Abigail logo se irrita.
— ARGH, NÃO PRECISA ME LEMBRAR QUE VOCÊ TEM UM BRAÇO ESQUERDO E EU NÃO!
— Haha! Não precisa ficar irritada, eu meio que só te salvei porque você parecia ser alguém importante.
Abigail logo se deixou levar pelo egocentrismo.
Ha… especial… não sei onde ele quer chegar com isso… mas já comecei a gostar… não… isso é egocentrismo da minha parte, eu não posso me deixar levar por esse tipo de emoção, se controle Abby!
Abigail se levantou da cama, fazendo um enorme barulho de rangido, de tanto tempo que ela havia ficado ali, e em pé, logo se deu conta.
— Nossa… eu… perdi um braço, para… sempre — disse ela, enquanto uma enorme apatia crescia dentro dela.
Assim que o homem se preparava para dizer algo à ela, Abigail, com uma expressão apática, passou por ele e caminhou para fora de casa, observando o céu, já alaranjado. Estava se tornando noite novamente.
De… novo, eu só queria poder aproveitar um céu azulado e brilhante novamente como… antigamente, ela pensou enquanto encarava o céu fixamente e de modo apático.
Abigail sentiu um toque em seu ombro sadio, e assim que virou para trás, viu o homem, e ao seu lado, seu tio, com pouco mais que a metade de seu tamanho, mas ainda irritado.

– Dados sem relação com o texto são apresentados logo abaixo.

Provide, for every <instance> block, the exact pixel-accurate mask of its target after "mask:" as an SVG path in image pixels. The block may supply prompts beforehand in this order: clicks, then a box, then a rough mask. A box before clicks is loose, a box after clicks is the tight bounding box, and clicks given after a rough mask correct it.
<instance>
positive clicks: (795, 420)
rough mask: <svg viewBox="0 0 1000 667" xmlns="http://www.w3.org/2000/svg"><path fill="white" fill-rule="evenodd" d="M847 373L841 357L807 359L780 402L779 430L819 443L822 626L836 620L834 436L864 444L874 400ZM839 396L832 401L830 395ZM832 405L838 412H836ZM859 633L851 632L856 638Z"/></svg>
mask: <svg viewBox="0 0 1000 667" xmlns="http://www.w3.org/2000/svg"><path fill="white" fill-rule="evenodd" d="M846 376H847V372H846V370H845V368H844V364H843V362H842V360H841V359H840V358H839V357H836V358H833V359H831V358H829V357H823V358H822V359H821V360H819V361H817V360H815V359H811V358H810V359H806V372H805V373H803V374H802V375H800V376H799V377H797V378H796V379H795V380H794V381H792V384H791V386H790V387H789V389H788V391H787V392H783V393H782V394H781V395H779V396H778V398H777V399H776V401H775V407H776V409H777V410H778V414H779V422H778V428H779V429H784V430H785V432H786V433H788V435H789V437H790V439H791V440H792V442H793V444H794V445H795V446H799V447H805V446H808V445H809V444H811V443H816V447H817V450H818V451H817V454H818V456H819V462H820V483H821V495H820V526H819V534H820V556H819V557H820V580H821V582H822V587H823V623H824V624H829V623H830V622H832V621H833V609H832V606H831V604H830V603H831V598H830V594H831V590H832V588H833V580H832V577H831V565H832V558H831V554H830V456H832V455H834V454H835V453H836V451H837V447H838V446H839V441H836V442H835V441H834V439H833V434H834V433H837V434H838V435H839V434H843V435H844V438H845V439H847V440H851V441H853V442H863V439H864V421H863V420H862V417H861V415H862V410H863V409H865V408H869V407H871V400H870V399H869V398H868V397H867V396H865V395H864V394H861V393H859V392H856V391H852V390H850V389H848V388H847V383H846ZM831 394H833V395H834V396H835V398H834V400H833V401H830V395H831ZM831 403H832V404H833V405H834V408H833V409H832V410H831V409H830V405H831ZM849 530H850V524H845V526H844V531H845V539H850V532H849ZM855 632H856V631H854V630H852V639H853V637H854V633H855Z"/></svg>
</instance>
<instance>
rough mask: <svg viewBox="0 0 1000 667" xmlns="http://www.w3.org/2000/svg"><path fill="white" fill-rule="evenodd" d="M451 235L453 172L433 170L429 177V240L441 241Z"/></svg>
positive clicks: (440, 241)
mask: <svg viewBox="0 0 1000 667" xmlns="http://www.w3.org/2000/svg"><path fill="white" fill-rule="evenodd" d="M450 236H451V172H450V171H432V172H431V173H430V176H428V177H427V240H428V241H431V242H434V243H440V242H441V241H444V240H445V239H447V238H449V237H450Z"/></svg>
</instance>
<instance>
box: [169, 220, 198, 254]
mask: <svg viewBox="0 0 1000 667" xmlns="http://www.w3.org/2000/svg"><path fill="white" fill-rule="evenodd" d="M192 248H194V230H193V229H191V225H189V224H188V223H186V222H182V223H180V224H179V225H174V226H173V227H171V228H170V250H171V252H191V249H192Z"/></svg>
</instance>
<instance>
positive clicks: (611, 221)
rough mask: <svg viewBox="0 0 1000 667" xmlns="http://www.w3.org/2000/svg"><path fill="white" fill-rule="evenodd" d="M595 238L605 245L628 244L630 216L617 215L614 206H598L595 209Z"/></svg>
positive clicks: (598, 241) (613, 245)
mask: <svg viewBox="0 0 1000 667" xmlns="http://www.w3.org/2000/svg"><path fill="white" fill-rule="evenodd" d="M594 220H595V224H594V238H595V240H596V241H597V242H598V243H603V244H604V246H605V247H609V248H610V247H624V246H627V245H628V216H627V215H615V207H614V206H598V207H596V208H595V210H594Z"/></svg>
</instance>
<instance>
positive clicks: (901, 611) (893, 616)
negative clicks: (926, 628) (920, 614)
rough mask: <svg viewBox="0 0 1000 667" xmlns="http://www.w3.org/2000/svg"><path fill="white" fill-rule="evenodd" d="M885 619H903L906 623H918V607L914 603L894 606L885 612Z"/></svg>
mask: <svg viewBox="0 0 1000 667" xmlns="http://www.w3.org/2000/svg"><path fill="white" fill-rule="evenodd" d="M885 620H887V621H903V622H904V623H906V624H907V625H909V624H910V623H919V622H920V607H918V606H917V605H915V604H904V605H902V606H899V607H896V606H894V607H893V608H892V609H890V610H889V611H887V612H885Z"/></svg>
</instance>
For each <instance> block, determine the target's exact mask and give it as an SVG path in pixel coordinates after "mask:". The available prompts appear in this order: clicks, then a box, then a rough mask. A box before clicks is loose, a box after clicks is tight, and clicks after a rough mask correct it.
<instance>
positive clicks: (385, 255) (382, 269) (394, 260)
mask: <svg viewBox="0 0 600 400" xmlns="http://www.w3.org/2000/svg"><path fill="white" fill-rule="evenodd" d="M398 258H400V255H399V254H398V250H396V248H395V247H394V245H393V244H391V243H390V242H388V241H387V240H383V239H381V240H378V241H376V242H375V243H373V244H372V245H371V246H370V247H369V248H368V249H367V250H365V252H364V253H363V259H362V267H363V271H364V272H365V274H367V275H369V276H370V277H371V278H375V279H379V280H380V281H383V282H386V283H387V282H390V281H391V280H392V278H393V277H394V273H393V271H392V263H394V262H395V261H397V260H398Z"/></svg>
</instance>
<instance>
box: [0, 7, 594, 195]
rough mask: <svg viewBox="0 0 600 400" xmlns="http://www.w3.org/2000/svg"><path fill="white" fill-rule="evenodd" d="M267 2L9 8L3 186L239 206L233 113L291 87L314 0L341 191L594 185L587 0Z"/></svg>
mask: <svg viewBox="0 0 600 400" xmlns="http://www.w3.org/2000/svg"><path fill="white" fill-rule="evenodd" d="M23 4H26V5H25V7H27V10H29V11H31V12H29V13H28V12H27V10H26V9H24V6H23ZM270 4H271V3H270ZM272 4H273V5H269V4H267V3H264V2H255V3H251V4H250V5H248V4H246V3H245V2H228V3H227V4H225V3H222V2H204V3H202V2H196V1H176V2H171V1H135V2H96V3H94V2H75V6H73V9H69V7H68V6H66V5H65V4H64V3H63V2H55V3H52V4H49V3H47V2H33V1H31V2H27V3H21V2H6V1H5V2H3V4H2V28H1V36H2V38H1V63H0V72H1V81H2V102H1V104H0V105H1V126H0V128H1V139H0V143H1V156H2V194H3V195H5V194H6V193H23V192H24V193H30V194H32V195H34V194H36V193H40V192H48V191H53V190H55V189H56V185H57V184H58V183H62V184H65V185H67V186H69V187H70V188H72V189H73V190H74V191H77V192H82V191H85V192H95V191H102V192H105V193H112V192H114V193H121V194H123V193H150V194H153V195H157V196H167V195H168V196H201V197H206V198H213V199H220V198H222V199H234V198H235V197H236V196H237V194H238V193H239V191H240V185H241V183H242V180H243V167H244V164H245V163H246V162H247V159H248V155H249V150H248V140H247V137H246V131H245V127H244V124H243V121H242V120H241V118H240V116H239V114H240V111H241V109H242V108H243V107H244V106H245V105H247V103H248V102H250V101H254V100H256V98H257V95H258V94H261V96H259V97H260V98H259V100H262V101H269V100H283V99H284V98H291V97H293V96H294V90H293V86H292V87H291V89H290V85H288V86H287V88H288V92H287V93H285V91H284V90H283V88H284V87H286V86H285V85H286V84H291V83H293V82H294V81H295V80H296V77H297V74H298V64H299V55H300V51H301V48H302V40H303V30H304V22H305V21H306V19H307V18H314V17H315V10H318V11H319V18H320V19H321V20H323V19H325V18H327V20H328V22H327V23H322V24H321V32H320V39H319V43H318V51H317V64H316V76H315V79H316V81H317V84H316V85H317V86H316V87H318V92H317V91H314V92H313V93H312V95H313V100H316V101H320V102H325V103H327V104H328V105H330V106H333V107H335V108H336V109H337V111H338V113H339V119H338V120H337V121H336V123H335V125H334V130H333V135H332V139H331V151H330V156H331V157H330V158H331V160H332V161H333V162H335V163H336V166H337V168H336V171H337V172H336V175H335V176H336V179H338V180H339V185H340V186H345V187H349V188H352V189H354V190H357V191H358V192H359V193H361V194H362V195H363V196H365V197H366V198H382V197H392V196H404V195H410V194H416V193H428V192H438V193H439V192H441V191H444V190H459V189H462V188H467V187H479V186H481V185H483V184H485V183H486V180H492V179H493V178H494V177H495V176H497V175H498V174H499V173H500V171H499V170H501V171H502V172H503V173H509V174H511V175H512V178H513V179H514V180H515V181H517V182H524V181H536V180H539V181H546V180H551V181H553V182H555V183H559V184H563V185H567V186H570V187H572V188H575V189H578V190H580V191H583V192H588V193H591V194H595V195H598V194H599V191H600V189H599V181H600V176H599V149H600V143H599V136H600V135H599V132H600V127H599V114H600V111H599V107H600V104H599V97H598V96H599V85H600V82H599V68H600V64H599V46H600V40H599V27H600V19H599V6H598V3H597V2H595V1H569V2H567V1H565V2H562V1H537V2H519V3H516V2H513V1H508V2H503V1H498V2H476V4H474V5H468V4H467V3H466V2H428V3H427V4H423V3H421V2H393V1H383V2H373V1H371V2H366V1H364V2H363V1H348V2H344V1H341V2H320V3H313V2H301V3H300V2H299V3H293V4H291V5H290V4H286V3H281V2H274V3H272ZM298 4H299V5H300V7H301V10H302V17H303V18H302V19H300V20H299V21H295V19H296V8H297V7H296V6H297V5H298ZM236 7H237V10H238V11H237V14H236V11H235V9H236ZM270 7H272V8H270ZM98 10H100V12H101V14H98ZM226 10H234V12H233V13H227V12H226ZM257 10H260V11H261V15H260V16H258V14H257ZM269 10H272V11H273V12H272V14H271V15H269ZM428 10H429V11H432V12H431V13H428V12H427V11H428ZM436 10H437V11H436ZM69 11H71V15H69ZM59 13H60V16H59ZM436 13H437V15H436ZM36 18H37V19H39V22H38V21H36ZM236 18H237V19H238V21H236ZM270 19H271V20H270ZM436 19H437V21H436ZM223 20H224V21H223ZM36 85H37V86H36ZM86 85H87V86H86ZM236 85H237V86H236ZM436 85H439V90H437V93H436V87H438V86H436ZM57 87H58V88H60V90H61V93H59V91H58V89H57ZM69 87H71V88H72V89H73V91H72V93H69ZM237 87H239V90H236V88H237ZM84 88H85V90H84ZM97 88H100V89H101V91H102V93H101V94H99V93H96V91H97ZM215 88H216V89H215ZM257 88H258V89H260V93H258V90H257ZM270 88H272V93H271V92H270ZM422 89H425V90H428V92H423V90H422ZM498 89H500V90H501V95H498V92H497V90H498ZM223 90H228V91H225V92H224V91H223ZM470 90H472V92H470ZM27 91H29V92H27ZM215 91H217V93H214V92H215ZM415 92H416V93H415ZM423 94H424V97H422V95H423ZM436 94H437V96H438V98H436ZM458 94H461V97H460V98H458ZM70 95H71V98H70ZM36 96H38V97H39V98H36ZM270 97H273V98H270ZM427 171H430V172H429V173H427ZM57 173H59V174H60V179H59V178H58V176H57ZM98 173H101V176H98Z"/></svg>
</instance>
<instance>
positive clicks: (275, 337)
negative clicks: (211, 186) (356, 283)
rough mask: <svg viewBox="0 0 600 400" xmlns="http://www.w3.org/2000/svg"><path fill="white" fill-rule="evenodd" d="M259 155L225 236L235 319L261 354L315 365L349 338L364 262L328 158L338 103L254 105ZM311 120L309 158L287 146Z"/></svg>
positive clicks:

O homem logo começou a suar de nervosismo, e disse:
— Oi! Meu nome é Fred, Frederick, e esse aqui… é o meu tio- — disse o homem, antes de ser interrompido pelo seu tio.
— Ei! Não vá dizendo o nome de todos os membros da nossa família só porque finalmente encostou em uma mulher! Eu hein, se fosse um homem você não estaria tendo todos esses papos! — disse o velho, acendendo um cachimbo e indo embora para cuidar de suas coisas.
— Ha… não se preocupe com ele, ele quando está de bom humor adora conversas. — disse o homem
— Eu sei, no caminho ela me enchia de perguntas, mas ei, diz aí, você realmente não tá interessado em mim, né? Eu meio que… literalmente tô de passagem, sem falar que… não seria muito seguro para você. — disse Abigail, mantendo uma expressão neutra durante toda a sua fala, exceto no fim, quando se mostrou ligeiramente triste.
— Oh, não! Eu não estou interessado em você!… — disse Fred
Sem nem esperar Fred terminar sua sentença, Abigail já fez uma cara de boba.
Que pena… eu confesso que realmente queria que ele gostasse de mim… droga! ela pensou, conforme Fred continuava sua frase.
— …Acontece que, você veio da Cidadela né?
— Como você sabe? Eu não tenho chapéu, nem varinha, nem cajado, nem manto, nem a sanidade!
— É porque na nossa cidade… quero dizer, vila, sempre passaram muitos exilados da Cidadela, então meio que a gente já acaba reconhecendo essas pessoas.
— Hm, então você me acolheu porque sabia que eu era uma maga? — Questionou Abigail.
— Sim, sinceramente, não estou com tempo agora para dizer essas coisas mais a fundo, preciso voltar para o trabalho, mas ei! Minha casa e a do meu tio fica… lá no fim daquela rua! — Disse Fred, acenando para uma das diversas ruas de pedregulhos da aldeia.
— Faça questão de ir lá para dormir, já está anoitecendo. — Disse Fred, indo embora e acenando.
Hm, vou ver o que tem nessa cidade, será que eu acho… algo para melhorar o meu braço? Ou melhor, melhorar a ausência dele? Veremos.